I write a lot of games and game engine code. I might have 60 dynamic objects in the game, each of which with its own behaviors, state and physics. Object oriented code means that the functionality for each object has both inherited and specialized behavior.

And when you're working with those dynamic objects, the "information hiding" aspect of OO programming can be very useful. Some objects have a member variable; others have an accessor that pulls the value out of a child class. I use that to good effect in my current game.

Or I might be parsing a map that I need to iterate over a rectangle in the map. But sometimes it's a hex map; ever tried to iterate over a hex map? Saying map.iterateRect(iterator, x,y,w,h) or equivalent, and not having to know whether the map is rectangular or hexagonal is very nice.

Functional programming is great when you have a lot of generic functions that you can apply to lots of different kinds of data. Object oriented programming ... is good for UI and game development, and anything else where the functions you're writing are very tailored to the data, where polymorphism can map well to the problem, and where you have lots of variations of kinds of data, but fewer (or less complex, or more specialized) things to do with the data.

I think the point still stands: FP is different.

None of the things you listed are particularly hard in an FP context.

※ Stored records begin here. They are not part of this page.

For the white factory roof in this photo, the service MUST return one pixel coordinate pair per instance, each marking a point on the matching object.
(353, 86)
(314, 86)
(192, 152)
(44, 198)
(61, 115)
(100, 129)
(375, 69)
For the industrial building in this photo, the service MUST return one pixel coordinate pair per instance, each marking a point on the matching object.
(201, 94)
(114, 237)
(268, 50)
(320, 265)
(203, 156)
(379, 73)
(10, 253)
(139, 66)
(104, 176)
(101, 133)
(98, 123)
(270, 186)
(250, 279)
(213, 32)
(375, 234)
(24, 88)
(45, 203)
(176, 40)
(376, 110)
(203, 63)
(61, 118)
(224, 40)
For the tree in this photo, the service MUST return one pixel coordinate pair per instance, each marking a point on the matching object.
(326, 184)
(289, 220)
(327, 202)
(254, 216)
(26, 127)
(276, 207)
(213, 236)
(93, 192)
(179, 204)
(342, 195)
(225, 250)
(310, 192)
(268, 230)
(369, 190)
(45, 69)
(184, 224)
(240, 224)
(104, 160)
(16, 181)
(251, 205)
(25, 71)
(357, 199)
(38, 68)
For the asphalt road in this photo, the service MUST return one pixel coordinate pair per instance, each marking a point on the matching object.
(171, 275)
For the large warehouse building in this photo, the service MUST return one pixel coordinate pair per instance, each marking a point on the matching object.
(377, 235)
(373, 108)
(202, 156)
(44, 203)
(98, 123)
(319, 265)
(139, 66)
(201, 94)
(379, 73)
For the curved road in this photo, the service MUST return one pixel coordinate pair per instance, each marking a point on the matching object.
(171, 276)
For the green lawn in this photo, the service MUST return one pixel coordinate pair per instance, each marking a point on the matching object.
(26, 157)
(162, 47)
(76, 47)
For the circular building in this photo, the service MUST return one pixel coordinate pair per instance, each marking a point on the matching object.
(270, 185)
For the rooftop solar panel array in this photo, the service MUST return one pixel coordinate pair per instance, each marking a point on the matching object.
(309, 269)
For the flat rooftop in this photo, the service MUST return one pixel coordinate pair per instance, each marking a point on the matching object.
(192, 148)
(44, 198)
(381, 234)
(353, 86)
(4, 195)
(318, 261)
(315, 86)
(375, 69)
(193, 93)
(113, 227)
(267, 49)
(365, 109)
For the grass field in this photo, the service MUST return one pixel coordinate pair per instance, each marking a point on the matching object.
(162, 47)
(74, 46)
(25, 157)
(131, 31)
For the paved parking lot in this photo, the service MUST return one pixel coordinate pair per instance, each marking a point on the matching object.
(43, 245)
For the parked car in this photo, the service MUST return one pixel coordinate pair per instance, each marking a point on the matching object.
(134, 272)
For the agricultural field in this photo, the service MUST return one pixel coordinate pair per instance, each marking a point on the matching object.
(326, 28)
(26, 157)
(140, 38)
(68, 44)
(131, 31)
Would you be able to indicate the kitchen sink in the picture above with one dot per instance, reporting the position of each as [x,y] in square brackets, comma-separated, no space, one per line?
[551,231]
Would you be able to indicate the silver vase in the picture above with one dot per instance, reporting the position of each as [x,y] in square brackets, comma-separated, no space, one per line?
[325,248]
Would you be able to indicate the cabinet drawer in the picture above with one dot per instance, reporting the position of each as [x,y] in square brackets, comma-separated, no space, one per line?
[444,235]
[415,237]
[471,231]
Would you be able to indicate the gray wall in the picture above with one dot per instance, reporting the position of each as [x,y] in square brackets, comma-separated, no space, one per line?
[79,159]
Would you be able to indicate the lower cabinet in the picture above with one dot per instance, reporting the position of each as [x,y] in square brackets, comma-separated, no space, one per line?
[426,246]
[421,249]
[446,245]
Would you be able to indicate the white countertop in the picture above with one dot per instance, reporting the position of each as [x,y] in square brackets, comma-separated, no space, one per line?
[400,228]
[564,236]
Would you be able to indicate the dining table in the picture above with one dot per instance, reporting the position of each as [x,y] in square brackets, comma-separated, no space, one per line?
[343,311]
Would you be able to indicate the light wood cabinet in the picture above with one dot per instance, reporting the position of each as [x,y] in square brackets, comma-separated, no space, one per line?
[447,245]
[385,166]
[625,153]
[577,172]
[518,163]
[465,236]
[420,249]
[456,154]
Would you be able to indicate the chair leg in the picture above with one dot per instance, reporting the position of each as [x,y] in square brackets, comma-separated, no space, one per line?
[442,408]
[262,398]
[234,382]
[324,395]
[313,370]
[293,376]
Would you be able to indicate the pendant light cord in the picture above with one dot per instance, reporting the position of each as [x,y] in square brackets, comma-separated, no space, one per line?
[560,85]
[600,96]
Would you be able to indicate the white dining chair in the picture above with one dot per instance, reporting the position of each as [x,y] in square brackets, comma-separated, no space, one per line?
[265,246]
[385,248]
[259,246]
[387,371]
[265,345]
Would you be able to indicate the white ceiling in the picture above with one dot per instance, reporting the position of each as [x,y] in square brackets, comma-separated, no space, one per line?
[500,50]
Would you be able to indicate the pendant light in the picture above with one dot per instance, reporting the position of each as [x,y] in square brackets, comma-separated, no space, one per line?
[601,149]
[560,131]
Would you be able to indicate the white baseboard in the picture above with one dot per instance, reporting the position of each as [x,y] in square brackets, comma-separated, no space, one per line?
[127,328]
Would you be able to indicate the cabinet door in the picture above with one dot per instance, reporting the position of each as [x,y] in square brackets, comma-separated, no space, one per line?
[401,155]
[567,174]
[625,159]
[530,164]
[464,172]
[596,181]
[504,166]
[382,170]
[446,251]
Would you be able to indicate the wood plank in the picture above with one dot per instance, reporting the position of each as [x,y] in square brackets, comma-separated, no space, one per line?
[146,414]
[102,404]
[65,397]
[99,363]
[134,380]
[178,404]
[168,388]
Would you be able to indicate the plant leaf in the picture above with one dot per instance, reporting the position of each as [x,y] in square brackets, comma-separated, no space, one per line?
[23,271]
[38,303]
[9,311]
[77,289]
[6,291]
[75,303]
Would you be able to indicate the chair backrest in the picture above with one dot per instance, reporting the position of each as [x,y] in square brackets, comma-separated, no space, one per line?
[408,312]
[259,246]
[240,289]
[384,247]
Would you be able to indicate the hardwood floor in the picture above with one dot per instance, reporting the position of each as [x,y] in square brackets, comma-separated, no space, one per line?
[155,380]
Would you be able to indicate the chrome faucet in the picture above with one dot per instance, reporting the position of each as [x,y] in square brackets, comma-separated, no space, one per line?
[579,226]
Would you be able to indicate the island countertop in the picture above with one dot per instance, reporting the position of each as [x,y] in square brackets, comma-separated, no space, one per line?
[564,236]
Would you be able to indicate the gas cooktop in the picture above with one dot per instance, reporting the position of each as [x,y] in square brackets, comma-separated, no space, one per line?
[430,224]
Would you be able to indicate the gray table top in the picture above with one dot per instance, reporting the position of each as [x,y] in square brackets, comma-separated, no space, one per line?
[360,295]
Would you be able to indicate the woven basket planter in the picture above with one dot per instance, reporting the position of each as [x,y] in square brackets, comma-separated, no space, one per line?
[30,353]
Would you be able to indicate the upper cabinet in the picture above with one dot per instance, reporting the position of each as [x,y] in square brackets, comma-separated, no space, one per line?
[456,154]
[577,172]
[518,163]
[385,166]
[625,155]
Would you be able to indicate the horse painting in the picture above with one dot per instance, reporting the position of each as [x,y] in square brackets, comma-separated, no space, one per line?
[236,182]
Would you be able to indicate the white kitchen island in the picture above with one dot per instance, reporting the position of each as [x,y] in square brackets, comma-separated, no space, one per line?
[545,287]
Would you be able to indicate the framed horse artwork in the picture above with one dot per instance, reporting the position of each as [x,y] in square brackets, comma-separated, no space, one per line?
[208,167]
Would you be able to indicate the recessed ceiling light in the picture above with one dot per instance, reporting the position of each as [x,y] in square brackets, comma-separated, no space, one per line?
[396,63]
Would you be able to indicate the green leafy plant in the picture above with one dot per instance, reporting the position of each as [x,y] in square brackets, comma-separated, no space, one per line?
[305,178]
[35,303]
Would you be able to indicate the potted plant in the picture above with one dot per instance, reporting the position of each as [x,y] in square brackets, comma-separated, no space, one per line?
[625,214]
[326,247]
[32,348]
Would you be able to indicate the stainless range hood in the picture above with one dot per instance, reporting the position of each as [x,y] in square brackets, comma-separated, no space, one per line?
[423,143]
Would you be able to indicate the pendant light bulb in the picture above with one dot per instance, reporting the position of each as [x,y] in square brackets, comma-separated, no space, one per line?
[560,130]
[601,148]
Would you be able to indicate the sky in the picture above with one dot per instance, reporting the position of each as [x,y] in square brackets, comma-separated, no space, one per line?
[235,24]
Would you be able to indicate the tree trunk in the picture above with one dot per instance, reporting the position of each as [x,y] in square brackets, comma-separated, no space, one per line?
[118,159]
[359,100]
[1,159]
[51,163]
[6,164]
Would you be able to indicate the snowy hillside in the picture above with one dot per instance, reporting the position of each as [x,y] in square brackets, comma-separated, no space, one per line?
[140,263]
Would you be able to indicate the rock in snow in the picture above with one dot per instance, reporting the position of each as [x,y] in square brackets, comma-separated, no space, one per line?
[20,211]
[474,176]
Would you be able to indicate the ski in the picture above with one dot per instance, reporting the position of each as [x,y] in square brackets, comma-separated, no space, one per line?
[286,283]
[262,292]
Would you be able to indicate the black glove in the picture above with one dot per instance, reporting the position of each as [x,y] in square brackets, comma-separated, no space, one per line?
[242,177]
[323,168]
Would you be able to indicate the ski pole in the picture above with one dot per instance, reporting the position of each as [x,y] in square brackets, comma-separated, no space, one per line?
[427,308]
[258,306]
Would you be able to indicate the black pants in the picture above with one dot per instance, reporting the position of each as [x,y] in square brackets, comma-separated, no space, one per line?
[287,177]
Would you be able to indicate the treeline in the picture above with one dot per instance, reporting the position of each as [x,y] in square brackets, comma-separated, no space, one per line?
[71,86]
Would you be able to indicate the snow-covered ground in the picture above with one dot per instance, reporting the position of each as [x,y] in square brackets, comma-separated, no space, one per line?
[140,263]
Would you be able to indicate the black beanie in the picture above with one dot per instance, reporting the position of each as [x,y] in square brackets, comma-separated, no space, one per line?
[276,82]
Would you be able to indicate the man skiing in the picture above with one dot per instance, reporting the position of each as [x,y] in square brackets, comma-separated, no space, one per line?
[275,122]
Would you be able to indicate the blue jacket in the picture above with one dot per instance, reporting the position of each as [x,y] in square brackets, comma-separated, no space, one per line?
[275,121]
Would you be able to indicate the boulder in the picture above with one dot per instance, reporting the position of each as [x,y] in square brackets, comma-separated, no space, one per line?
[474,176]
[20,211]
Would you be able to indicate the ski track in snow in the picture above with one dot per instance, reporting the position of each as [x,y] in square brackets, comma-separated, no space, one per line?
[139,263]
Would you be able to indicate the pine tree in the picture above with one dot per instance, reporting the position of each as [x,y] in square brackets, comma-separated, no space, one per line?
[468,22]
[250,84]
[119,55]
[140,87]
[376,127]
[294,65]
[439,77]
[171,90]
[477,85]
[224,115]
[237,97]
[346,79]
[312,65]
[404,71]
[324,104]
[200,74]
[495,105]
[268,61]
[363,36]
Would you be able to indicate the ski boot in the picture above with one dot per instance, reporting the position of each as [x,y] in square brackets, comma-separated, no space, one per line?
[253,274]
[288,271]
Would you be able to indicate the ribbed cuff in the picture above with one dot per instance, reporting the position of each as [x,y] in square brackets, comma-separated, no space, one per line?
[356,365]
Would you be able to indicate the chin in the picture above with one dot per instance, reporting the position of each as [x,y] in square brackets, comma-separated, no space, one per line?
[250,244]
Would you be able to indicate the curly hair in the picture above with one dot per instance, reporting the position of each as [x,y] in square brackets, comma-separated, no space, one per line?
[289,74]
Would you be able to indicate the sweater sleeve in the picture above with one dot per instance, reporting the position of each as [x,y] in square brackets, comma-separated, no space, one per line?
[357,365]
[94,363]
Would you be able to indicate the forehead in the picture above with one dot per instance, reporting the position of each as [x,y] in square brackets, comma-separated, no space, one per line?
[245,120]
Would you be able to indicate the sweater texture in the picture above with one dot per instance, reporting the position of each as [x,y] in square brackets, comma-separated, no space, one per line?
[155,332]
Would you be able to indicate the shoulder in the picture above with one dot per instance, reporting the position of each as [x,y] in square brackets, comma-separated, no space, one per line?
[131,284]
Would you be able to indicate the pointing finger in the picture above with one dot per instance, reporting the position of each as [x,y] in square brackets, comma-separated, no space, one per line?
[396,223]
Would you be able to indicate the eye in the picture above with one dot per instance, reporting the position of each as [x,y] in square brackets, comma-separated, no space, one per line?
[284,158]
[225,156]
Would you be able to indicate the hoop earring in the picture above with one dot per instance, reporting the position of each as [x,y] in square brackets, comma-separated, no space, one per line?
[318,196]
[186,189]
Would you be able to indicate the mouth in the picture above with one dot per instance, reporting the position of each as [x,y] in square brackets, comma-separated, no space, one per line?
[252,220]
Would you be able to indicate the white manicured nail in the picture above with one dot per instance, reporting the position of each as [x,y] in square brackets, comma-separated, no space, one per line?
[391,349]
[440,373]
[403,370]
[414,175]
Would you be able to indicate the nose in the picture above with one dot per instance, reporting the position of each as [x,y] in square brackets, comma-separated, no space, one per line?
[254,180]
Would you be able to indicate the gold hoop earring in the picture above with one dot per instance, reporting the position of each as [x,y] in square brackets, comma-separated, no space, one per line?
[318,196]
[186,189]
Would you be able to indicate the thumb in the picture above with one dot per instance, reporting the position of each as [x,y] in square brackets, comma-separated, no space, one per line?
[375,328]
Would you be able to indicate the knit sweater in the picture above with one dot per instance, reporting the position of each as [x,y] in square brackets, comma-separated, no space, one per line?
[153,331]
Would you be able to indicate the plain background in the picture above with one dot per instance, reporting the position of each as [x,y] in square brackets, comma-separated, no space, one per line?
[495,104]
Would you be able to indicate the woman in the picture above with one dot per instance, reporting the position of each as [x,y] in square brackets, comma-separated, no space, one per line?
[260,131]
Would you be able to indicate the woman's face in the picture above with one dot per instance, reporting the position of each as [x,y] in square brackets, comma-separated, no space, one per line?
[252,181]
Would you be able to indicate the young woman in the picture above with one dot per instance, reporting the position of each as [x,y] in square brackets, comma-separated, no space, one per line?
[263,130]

Classes/traits and parametric polymorphism will allow you to do these things just fine (Haskell code):

    class RectIterable map where
      iterateRect :: map -> (Point -> a) -> Rectangle -> [a]

    // define map data structures
    data TileMap = ...
    data HexMap  = ...

    // make them instances of the RectIterable class
    instance RectIterable TileMap where
      iterateRect = ...

    instance RectIterable HexMap where
      iterateRect = ...
> Object oriented programming ... is good for UI

I don't know, but React begs to differ. A pure function (state -> UI) is basically one of the best UI programming paradigms we've come up with so far, the other probably being FRP.

> React begs to differ.

React is good for certain classes of UI, granted. I use another FRP-style library (not React) to render UI in my current game, and it works well -- except that it doesn't mesh well with me trying to control it from an OO game, but I've created an interface that works.

But imagine creating Adobe Photoshop, Maya, or Microsoft Word entirely in React, and tell me again that FP would be the ideal choice.

For any particular dialog that pops up? Absolutely.

For the entire app? You'd end up with a "god object" that would make the app unmaintainable. OO gives you compartmentalization that you don't get with FP.

FP is great for problems up to a certain complexity. After that it falls apart. Thing is, 98% of apps don't come close to that level of complexity, so there are lots of people who never even work on an app that won't work well with FP.

In the RectIterable example you gave, I'm afraid I don't know enough Haskell to comment on it intelligently.

Is "instance" adding an interface to TileMap/HexMap so that either can be passed in as a parameter that requires a RectIterable? Can other interfaces be added that way to TileMap/HexMap?

In my editor, can I say something like myTileMap.iterateRect after doing this, or do I need to know that iterateRect exists and remember exactly what it's called?

The last point is salient: Discoverability is a huge part of the UI of a programming language, and memorizing all of the exact function names that are appropriate for a data structure is not fun.

Oh, but you can have mutable state in different parts of a program even in a pure FP language (without having to jump through any hoops, it's right there and pretty easy to use), although a processor or signal simulator may benefit from things like FRP that are a lot better suited for, well FP, then imperative languages.

But I actually wasn't asking about pure vs imperative, but rather FP vs OOP. I haven't heard of a pure OOP language, but in that context I think those properties could be seen as more or less orthogonal.